Previous studies have also shown that training is related to employee outcomes in LTC. For example, Shemansky (1997) found that implementing a mentorship program for DCWs in one LTC facility reduced turnover. Hegeman (2005) found similar results in the facilities she examined; those facilities that implemented a peer mentoring program had increased DCW retention in relation to a comparative group of facilities. Chesteen, McClain, and Smith (2003) found that DCW job satisfaction was related to training. Specifically, they found that better trained workers were more able to recognize and apply appropriate standards for themselves as well as others. This is an important finding because it suggests the way in which training may affect teamwork. When the DCW is properly trained, he or she is better able to perform tasks but is also better able to realistically evaluate the work of fellow employees. In this way, the DCW is not disappointed by coworkers’ inability to live up to unrealistic expectations. This may help foster teamwork among adequately trained DCWs.

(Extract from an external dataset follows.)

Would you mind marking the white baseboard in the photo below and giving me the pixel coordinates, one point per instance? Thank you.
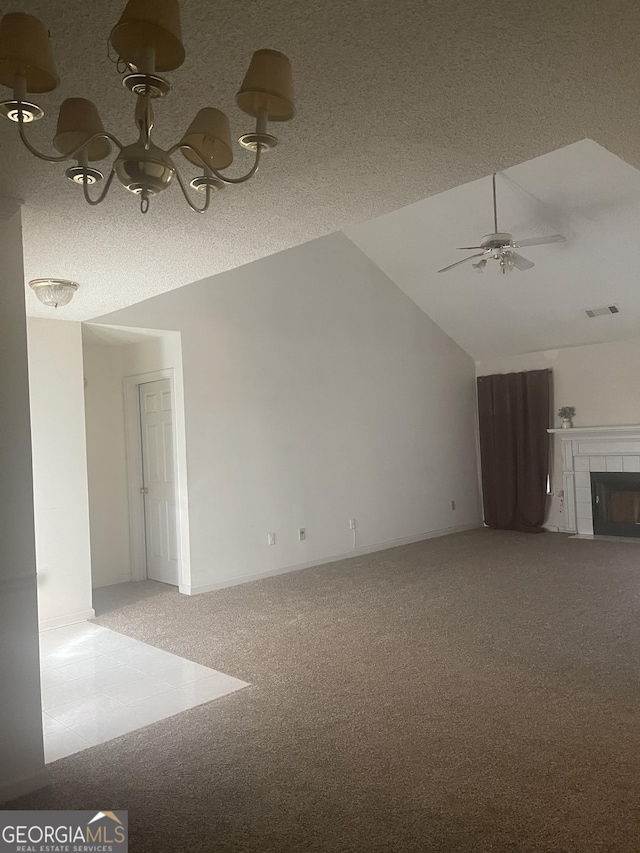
(296, 567)
(26, 785)
(113, 580)
(69, 619)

Unlike studies that have linked employee and resident outcomes with factors that facility managers have no control over, such as facility size or profit status (Harrington et al., 2000; Hillmer, Wodchis, Gill, Anderson, & Rochon, 2005), all of the recommendations provided here are achievable in existing facilities. As demonstrated by the high-teamwork facilities in this study, facilities have the ability to provide better management, training, and feedback to their DCWs. Making these improvements in LTC facilities may result in better teamwork and better outcomes for DCWs.